JAKARTA, KOMPAS.com — Asisten Deputi Perdagangan Dalam Negeri, Perlindungan Konsumen, dan Tertib Niaga Kementerian Koordinator Bidang Perekonomian, Ismariny, menilai orang Indonesia lebih senang belanja di luar negeri.
Pernyataan itu ia sampaikan saat menanggapi fenomena "rombongan jarang beli" atau rojali di pusat perbelanjaan.
"Orang Indonesia itu kita dikenal sekali, seneng belanja di luar negeri. Kalau kita naik haji, umrah itu pedagangnya tahu, kalau orang Indonesia, mereka pasti (menyambut) ramah banget. Karena kita seneng sekali belanja," kata Ismariny dalam konferensi pers Hari Retail Modern Indonesia (Harmoni) di Gedung Smesco, Jakarta, Rabu (23/7/2025).
Baca juga: Fenomena Rojali Dirasakan Ritel F&B, tapi Omzetnya Justru Naik
Melihat pola belanja ini, Ismariny mendorong pelaku usaha ritel untuk memperbanyak program diskon dan promosi belanja demi menarik konsumen berbelanja di dalam negeri.
Menurut dia, belanja di dalam negeri bisa ikut memperkuat industri nasional dan produk dari usaha mikro, kecil, dan menengah (UMKM).
Ismariny mengakui daya beli masyarakat sedang melemah. Karena itu, ia menyarankan pelaku ritel menyesuaikan diri dengan kondisi pasar.
Ia mencontohkan program pameran kuliner, pertunjukan langsung, dan diskon di mal bisa tetap mendorong minat belanja masyarakat.

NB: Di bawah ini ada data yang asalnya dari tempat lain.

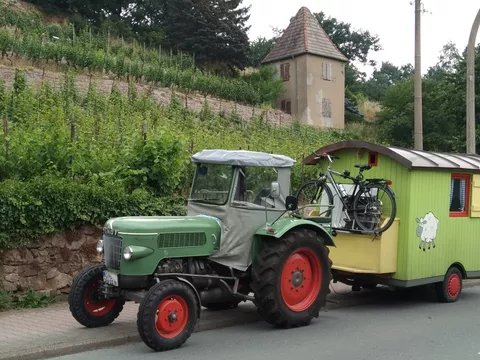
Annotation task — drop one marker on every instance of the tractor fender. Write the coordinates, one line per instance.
(281, 227)
(199, 301)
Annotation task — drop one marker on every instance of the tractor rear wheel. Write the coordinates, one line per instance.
(167, 315)
(291, 278)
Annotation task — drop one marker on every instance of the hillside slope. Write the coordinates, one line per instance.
(161, 95)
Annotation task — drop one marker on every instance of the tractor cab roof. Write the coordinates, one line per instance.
(242, 158)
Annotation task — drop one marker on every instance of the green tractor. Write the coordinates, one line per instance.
(243, 239)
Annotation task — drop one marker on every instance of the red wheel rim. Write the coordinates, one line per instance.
(172, 316)
(301, 280)
(454, 284)
(96, 307)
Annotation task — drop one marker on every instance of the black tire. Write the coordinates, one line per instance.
(82, 299)
(267, 278)
(357, 213)
(147, 312)
(314, 185)
(450, 289)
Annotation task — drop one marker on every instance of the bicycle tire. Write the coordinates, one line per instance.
(389, 193)
(316, 184)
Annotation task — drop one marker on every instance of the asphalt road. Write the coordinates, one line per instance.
(406, 325)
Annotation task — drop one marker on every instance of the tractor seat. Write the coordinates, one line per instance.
(364, 167)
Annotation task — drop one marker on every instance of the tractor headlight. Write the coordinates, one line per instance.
(100, 246)
(127, 253)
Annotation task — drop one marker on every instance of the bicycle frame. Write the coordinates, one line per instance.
(328, 175)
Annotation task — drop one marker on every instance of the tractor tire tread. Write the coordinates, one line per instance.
(76, 300)
(147, 311)
(264, 279)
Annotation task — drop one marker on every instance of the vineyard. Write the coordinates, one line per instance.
(24, 35)
(68, 157)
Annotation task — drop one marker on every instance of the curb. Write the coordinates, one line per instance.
(245, 314)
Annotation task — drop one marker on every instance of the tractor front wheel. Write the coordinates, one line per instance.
(86, 302)
(167, 315)
(291, 278)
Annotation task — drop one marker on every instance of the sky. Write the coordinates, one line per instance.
(393, 21)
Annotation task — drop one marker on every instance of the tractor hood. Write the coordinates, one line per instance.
(155, 225)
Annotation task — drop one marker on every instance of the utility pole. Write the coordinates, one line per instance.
(418, 79)
(471, 138)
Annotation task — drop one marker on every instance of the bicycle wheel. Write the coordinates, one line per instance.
(312, 192)
(368, 207)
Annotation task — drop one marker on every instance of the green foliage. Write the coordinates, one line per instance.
(48, 204)
(81, 49)
(76, 159)
(376, 87)
(28, 300)
(216, 31)
(356, 45)
(259, 49)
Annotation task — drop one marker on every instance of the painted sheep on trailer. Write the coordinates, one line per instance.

"Karena memang pasarnya itu sudah kita ciptakan sama-sama dengan kita belanja. Tapi teman-teman retail ini bisa kemudian bertransformasi untuk bisa menyesuaikan dengan pasar yang ada," ujarnya.
Baca juga: Anak Buah Airlangga Akui Rojali Disebabkan Turunnya Daya Beli Masyarakat
Ketua Himpunan Peritel dan Penyewa Pusat Perbelanjaan Indonesia (Hippindo), Budihardjo Iduansjah, menyebut fenomena rojali terjadi terutama di toko makanan dan minuman atau food and beverage (F&B).

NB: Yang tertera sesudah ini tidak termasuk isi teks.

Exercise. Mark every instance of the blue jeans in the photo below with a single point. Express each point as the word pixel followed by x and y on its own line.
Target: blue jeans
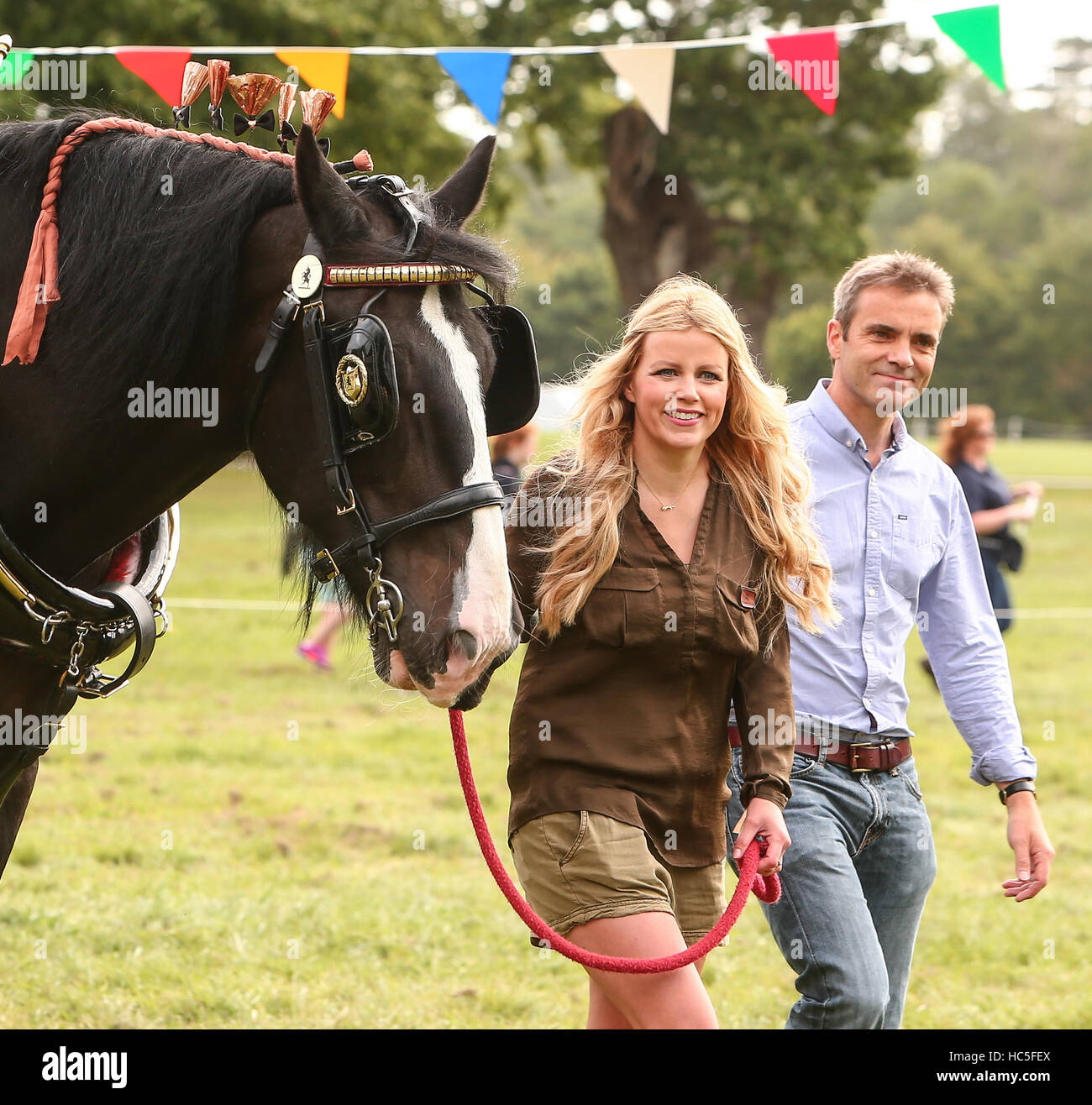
pixel 853 888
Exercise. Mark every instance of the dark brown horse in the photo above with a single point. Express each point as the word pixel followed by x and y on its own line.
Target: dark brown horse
pixel 172 261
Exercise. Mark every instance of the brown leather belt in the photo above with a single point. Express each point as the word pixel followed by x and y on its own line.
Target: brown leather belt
pixel 856 755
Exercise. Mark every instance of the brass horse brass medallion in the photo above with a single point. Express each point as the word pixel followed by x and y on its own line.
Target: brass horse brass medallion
pixel 352 380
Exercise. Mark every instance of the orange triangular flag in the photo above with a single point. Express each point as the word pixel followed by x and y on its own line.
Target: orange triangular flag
pixel 322 69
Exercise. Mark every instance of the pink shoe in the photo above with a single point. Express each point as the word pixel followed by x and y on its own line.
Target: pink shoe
pixel 315 654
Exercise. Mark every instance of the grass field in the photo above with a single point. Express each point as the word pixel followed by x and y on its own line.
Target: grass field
pixel 247 842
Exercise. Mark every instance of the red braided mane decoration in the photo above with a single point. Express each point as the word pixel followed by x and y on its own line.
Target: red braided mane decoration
pixel 39 286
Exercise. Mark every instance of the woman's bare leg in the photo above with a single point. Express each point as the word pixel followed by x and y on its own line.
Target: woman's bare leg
pixel 673 1000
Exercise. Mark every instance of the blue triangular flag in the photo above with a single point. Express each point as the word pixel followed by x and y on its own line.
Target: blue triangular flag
pixel 481 76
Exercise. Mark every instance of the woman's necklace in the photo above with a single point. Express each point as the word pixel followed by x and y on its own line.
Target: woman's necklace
pixel 670 506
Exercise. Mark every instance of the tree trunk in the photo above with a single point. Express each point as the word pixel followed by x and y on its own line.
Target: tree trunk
pixel 655 226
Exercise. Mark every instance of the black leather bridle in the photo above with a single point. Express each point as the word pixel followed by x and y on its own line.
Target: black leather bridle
pixel 336 437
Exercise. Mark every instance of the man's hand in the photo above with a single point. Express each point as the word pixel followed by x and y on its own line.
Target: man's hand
pixel 763 818
pixel 1029 841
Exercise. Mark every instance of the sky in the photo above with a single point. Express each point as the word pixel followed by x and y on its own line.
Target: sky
pixel 1029 29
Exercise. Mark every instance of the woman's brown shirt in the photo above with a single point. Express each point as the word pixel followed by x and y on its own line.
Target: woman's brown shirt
pixel 626 713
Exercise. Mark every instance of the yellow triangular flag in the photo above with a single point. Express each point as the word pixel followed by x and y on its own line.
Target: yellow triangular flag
pixel 322 69
pixel 649 73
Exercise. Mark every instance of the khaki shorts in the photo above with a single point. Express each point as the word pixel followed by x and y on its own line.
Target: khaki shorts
pixel 580 867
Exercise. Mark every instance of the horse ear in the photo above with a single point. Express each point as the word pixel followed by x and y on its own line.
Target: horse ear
pixel 457 198
pixel 334 212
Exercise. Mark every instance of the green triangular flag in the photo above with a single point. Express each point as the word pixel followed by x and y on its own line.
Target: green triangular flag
pixel 977 32
pixel 14 67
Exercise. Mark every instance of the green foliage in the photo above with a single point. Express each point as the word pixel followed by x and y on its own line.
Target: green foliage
pixel 1006 209
pixel 787 187
pixel 391 105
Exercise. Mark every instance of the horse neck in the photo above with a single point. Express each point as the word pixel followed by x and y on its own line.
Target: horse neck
pixel 77 485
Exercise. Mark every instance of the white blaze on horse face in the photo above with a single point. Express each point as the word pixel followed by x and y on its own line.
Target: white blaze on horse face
pixel 483 581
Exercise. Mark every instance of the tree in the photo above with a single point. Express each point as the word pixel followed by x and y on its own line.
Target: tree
pixel 751 189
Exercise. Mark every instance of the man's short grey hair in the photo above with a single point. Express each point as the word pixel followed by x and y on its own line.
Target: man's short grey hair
pixel 906 271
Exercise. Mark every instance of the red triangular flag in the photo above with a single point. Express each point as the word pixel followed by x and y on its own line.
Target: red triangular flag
pixel 160 69
pixel 811 60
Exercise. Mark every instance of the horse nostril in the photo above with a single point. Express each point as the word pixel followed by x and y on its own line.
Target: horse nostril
pixel 465 642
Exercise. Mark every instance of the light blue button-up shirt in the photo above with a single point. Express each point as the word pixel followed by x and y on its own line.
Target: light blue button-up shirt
pixel 903 551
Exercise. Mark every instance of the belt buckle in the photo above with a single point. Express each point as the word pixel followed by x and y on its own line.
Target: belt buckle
pixel 853 756
pixel 888 747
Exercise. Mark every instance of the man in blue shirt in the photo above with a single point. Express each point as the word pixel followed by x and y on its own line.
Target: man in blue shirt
pixel 903 552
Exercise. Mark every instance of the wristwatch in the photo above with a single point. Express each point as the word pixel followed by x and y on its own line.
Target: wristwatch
pixel 1015 788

Namun, toko F&B justru mencatat kenaikan omzet 5–10 persen.
"Rojali biasanya kalau saya, anggota F&B, kayak Jco atau Starbucks itu udah biasa yang minum satu, yang ngumpul lima orang. Jadi memang sekarang behavior-nya konsumen itu meeting ya di sana," kata Budihardjo.
"Nah tapi kalau yang habis makan dia enggak beli, dia belinya di online. Nah kami jualan (F&B) online sekarang," lanjutnya.
Menurut Budihardjo, banyak orang tetap membeli makanan atau minuman setelah berkeliling mal karena merasa lapar atau haus.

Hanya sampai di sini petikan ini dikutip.